Ty Segall Band      
Slaughterhouse

Slaughterhouse comes just a few months after Hair, Ty Segall’s collaboration with White Fence, marking his seventh studio release in four years. The ever-prolific Ty Segall is constantly writing and touring, which is atypical in an age where three or four years between albums is considered the norm for most artists. Fortunately, the limited time left between touring and recording works well for Segall, as his surging sauna of garage rock atmosphere and touring band’s energy are well documented in Slaughterhouse. These speedy turnarounds also speak volumes of the quick progression of Segall as a songwriter, who relentlessly cranks out records at breakneck speeds. His spirit is indisputable; his riffs are filthy, and just when the listener begins to question Segall’s atonal wall of sound, which can at times verge on monotonous, he always breaks through with breezy vocal harmonies and surf rock guitar lines. This retro, garage rock sound has really been making a comeback as of late, due to the success of bands like The Men, Japandroids and Yuck, but these bands aren’t simply tapping into a niche market which feeds on escapism or Stooges’ tribute bands, because their music inspires fresh unapologetic vigour and is too visceral to allow for such allegations.

TIM UBELS

 

 

 

 

 

 

 

 

Clams Casino
Instrumentals 2

Clams Casino’s Instrumentals 2 continues the method of its predecessor in stripping hip-hop producer Mike Volpe’s tracks of their raps and rhymes, leaving looped, entrancing, hypnotizing beats floating like torn fabric. Most recognized for the sounds he’s sent Lil B and A$AP Rocky’s way, the only words here are slurred or cut up – the focus is on the channels of layered composition, sent to the forefront by the missing vocals, a language of rhyming patterns and timed surges.
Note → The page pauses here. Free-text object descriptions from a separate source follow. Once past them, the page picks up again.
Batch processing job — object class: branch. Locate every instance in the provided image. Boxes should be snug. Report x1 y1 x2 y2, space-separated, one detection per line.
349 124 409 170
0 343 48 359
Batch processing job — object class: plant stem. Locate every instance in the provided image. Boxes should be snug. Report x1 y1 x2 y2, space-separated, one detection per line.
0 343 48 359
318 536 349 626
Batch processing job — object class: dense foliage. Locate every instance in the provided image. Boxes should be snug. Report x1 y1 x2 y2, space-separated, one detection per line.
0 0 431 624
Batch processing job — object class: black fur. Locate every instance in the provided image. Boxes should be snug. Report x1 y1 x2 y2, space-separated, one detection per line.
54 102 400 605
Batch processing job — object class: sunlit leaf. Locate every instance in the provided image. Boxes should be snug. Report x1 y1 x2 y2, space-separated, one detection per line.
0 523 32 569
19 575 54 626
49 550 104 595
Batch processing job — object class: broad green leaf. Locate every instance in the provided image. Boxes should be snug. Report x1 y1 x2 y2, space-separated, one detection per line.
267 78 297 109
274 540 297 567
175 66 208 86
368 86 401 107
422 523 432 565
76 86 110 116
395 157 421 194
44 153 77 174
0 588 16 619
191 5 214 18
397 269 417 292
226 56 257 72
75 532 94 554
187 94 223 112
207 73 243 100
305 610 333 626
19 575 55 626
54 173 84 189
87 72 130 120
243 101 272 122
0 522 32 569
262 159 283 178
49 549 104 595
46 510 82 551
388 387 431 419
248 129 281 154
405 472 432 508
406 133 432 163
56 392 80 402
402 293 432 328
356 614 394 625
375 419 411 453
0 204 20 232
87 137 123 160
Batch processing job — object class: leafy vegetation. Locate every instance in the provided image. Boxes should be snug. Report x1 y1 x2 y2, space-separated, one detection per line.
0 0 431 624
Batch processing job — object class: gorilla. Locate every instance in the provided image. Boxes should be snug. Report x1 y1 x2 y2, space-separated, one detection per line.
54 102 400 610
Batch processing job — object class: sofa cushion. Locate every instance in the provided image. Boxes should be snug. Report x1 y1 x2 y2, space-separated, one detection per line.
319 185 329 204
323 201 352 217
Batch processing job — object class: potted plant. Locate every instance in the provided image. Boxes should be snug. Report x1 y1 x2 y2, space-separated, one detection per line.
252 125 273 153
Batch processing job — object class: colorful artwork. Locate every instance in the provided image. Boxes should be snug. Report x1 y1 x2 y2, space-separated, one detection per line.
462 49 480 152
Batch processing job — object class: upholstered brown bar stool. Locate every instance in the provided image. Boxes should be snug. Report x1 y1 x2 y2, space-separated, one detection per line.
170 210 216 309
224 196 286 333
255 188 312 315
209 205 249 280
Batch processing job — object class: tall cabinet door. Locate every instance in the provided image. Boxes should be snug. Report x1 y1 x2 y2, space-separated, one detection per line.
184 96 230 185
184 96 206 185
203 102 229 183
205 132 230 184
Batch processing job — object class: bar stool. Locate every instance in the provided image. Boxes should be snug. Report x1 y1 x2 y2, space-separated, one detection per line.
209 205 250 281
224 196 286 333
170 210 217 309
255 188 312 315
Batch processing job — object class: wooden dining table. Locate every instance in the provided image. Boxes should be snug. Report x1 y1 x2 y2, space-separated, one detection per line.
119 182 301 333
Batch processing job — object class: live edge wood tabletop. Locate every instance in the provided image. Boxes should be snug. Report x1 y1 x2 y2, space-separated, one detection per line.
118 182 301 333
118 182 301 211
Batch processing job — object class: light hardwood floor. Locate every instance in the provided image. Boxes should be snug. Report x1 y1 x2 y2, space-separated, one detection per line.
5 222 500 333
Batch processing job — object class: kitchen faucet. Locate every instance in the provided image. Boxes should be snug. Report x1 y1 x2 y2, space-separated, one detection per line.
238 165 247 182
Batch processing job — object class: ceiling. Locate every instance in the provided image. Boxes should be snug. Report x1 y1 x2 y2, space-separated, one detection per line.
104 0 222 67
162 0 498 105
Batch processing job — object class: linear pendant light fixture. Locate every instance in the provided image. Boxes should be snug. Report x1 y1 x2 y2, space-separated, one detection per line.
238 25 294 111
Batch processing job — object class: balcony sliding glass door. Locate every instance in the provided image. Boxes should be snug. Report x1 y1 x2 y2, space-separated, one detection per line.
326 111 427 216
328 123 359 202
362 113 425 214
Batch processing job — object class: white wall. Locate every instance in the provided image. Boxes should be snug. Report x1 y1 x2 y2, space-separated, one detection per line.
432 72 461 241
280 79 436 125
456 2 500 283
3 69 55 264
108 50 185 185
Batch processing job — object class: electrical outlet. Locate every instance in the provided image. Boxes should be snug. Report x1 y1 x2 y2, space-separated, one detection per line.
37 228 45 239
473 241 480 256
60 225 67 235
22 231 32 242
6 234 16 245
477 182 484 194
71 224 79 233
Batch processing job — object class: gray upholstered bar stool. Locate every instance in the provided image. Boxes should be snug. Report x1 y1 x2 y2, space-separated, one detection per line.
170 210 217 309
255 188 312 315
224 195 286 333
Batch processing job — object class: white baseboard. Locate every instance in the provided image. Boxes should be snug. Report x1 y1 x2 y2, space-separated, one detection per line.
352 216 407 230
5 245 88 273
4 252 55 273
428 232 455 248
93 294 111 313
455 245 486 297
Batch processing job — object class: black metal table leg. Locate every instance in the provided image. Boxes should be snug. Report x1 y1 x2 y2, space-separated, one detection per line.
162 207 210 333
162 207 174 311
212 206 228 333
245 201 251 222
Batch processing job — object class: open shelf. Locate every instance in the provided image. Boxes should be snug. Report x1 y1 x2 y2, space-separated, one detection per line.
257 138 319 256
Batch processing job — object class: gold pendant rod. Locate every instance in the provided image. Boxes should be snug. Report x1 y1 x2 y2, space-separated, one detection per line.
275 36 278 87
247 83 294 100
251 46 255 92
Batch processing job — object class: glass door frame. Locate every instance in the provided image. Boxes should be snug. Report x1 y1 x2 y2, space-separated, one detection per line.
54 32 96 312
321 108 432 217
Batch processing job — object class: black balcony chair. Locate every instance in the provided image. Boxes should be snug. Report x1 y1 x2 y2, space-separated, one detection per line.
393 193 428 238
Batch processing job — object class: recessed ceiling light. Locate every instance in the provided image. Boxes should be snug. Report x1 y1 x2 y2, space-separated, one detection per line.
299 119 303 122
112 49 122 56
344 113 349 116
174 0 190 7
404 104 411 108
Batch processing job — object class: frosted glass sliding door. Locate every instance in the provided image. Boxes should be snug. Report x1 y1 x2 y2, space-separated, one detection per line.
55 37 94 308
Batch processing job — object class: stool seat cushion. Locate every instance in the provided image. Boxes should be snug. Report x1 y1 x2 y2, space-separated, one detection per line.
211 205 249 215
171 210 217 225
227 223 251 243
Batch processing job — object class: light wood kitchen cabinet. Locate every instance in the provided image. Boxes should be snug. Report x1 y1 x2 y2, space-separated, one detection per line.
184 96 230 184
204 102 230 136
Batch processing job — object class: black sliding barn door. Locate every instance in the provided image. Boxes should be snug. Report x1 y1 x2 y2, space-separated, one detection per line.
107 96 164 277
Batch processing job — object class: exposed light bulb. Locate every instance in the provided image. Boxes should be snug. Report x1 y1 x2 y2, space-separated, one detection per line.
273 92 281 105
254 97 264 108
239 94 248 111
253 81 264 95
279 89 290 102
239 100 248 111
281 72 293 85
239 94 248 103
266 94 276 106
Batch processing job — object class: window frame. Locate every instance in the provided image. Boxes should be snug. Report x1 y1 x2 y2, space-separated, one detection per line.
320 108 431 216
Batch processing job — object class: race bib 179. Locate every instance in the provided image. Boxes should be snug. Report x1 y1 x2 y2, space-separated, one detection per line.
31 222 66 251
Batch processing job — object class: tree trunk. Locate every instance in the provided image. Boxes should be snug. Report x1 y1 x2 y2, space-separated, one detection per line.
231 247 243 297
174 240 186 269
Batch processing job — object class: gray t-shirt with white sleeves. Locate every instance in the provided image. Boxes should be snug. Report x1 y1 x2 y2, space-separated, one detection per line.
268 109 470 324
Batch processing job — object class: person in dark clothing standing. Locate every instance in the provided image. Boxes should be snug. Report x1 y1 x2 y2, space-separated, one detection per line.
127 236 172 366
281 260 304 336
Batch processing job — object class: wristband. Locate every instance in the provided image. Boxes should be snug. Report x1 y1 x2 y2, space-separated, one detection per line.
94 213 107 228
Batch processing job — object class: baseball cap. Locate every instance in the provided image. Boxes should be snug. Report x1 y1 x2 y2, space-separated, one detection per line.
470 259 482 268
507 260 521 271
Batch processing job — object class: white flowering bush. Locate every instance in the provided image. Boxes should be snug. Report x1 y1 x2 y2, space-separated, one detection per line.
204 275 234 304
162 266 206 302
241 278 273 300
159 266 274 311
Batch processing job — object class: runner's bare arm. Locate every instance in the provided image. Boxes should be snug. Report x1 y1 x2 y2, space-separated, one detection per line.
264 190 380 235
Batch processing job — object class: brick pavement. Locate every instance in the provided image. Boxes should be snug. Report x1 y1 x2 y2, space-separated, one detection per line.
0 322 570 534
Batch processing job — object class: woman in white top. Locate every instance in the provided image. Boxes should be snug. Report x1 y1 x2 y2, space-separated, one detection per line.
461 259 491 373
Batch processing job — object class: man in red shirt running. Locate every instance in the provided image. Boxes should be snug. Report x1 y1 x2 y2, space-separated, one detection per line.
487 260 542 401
Your familiarity with the tracks these originally served as the underpinnings for will determine how they sound—variations to be compared or originals to startle anew—but the back half of this second instrumental mix is where most of the surprises come. “Kissing On My Syrup” sounds like the kind of track you could weave and cut to on a WipEout course – percussion layered, electronic and wooden, that travels and echoes like a futuristic machine, while “Unchain Me” brings together the sounds floating over a cathedral’s walls with precisely snaking vocals and beats: amid all the building rattling, ear wax sticking bass and repetition, it gives the impression of a religious rendition of a secular hymn.

MICHAEL SCOULAR

 

 

 

 

 

 

 

 

Chris Cagle
Back in the Saddle

Hailing from Texas, Chris Cagle has got true country twang. However, his newest album Back in the Saddle, kicking off with “Got My Country On,” only reinforces the redneck stereotype country music has established over its existence. The album’s second track, “I’ll Grow My Own,” is a little deeper, shooting back at our technologically-advancing society: “I’ll grow my own/ Yeah all I need is G-O-D to bless the seeds I’ve sown/ And pray for a little rain/ Yeah my daddy was the same/ He showed me as a kid/ How to live and let live/ You think you know what’s good for us you don’t.” Unfortunately, this track is the only redeeming aspect of this album, as the following songs revert to being stereotypical country songs about drinking away your problems, such as in “Thank God She Left the Whisky.” Cagle has hit the top charts before with singles like “Chicks Dig It,” but this new album lacks the ingenuity of the ones preceding it. Overall it is a good listen if you are in the mood for grabbing a drink yourself and crying along with the depressing songs.